短い話 | ナノ
「…おい苗字、誰かに用か?」

恐る恐ると訪れた立海男子テニス部。最初に気付いた真田君に声を掛けられたけど、目線を彷徨わせるとムッとした彼は「見学なら向こうでしろ」と言ってきた。
誰が見学なんかするもんか、なんて言えなくてボソボソと「幸村君に用があって…」と零したら彼は持前の大きな声で幸村君を呼んだ。そのせいで一気に皆から注目を浴びてしまって、私はやっぱりこのテニス部苦手だなぁなんてぼんやりと考えてしまって…。

「苗字さん、どうしたの?」

にっこりと女の子たちが素敵と言っていた笑顔を張り付けた幸村君に先生に頼まれたプリントを渡せば、彼はなおも笑って「ありがとう」と受け取ってくれた。よし、頼まれたことは終わった。もう帰ろう。
スクールバッグを肩に掛け直してテニス部を去ろうとすると、幸村君に手を掴まれ「どうせなら見学でもしていきなよ」なんて。いくら断っても引こうとしない幸村君にいい加減呆れていた。そんなところに同じクラスの柳君まで来て誘ってくるものだから、クラスメートとして断れなくなってしまった。

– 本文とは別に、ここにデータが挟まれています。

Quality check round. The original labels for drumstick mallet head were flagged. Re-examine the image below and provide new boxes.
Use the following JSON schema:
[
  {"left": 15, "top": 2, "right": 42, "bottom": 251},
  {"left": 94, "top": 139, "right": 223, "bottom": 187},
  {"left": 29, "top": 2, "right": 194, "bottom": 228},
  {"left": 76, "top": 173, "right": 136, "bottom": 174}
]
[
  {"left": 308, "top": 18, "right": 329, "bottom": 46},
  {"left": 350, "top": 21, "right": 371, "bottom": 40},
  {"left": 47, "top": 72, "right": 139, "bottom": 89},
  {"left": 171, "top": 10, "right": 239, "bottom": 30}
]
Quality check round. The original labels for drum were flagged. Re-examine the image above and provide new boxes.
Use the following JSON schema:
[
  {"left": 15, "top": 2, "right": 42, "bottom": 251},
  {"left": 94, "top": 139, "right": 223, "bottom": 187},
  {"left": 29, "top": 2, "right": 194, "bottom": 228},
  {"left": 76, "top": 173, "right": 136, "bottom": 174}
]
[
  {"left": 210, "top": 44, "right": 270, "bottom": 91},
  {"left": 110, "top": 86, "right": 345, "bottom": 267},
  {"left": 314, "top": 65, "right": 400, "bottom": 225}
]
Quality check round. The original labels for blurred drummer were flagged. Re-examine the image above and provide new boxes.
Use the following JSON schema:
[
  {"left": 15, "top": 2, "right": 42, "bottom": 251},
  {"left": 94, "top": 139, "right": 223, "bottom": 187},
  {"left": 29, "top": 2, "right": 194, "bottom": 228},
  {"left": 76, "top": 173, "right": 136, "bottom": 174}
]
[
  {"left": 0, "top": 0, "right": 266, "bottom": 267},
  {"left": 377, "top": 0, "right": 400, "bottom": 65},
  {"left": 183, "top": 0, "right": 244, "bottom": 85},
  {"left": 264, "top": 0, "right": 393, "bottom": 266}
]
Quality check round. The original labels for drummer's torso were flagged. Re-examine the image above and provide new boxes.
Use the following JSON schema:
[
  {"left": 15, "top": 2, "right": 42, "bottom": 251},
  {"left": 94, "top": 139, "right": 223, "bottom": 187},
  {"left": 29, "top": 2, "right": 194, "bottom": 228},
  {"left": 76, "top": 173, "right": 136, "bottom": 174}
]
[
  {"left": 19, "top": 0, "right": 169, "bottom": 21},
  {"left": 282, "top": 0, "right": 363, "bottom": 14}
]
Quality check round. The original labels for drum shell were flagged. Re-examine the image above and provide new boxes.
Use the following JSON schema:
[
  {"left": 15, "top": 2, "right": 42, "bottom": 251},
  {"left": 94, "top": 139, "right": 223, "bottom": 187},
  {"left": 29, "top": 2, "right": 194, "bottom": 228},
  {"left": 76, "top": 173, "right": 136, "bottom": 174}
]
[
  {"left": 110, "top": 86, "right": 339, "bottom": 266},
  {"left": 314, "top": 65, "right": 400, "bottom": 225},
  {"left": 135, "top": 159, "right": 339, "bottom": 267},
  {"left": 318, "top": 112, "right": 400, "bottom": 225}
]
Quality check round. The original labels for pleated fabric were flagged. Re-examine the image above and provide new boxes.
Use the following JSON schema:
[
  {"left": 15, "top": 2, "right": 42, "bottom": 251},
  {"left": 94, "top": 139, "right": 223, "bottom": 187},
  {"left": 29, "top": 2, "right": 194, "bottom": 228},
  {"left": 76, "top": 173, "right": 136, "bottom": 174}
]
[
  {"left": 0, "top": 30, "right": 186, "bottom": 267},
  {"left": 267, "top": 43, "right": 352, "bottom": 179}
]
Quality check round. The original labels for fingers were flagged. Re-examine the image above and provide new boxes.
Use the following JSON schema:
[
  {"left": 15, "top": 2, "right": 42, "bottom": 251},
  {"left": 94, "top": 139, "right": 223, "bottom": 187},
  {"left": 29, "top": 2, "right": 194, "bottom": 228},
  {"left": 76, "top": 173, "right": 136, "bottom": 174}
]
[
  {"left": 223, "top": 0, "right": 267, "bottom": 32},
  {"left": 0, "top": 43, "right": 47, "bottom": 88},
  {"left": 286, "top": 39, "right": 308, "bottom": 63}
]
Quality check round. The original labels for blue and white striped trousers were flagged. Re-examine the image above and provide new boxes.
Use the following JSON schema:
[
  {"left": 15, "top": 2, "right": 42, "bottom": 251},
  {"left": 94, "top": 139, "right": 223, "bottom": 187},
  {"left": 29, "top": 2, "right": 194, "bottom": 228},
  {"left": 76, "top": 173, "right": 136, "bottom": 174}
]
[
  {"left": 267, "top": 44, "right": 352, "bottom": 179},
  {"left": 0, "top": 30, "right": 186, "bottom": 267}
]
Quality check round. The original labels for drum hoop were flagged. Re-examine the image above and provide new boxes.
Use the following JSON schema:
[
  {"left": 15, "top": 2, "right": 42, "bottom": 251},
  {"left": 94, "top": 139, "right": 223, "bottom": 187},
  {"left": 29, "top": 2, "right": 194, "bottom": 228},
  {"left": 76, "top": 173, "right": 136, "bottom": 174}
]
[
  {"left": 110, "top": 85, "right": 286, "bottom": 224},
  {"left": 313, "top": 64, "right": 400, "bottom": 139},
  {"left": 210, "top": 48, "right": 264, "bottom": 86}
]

通常の見学する席とは異なる場所に座らされて、外で見学をしている女子たちには睨まれるし、テニス部員にはジロジロと見られるしで、目立つことが嫌いな私にとっては地獄のような時間だ。

「苗字さんはテニス見たことある?」
「いや、ない…です、」
「そっか。…そんな敬語とか使わないでよ。同い年なんだし」

眉尻を下げて笑った幸村君に「いや、でも…」と否定の言葉を入れたけど、人差し指をそっと唇に添えられて「だめ」と言うものだから口を噤んだ。周りの女の子たちは悲鳴を上げる始末だ。
テニスボールを打つ音が響く中で、依然として隣に座ったままの幸村君は「この間の返事なんだけど…」と切り出して来て心臓が止まりそうになった。

「今、聞いてもいいかな?」

数週間前、幸村君に告白をされた。けど、その時は断った。だって、全国的に有名な立海テニス部の部長を務める幸村君と付き合うことなんて考えられなかったし、第一何度も言うけれど目立つことが嫌いな私だ。だからお断りをさせてもらったのだけど、彼は「しばらく考えてみて」と私の返事に被せてきたのだ。

「いや、やっぱり…」
「俺、苗字さんのそう言うところが好きなんだ」

彼はまたこうして言葉を重ねてきた。そんなの、断られるつもりないんじゃん…。ぎゅっと膝の上で手を握りしめたら手を重ねられた。幸村君の大きい手。華奢な体をしていると思っていた幸村君の手はとても大きくて、私の手を簡単に包み込んだ。

「みんなが忘れている花壇、いつも俺が一人で世話をしていたんだ」
「……」
「けどね、俺が遅れてしまった時、苗字さん…君がいたんだよ」

じっと幸村君の綺麗な目に見られると吸い込まれそうになって息をそっと呑み込んだ。

「不思議だと思ったんだ。俺が草抜きをしていなくても花壇はいつも綺麗だった。その理由が、苗字さんだったんだよね。俺はね、そんな風に誰も見ていない所で頑張る苗字さんが好きなんだ。…もっと早く気がついていれば、苗字さんと仲良くなれていたのかな」

すぐ傍で打ち合いをしているはずなのに、遠い場所で打ち合うように遠くでテニスボールの音が響く。幸村君から目が離せなくなって、まるで二人だけの世界になって、彼に握られている手からじわじわと熱くなっていく。

「もう一度言うね。…俺、苗字さんが好きなんだ。傍にいてほしい」

だんだんと早くなっていく心音。幸村君に聞こえるんじゃないかって言うほど大きくて、握られているこの手を振りほどきたいのに、今振り解いてしまえば彼が悲しんでしまう…何よりも、私が後悔する。そんなことを考えて、そっと呟いた返事に、幸村君は嬉しそうに笑った。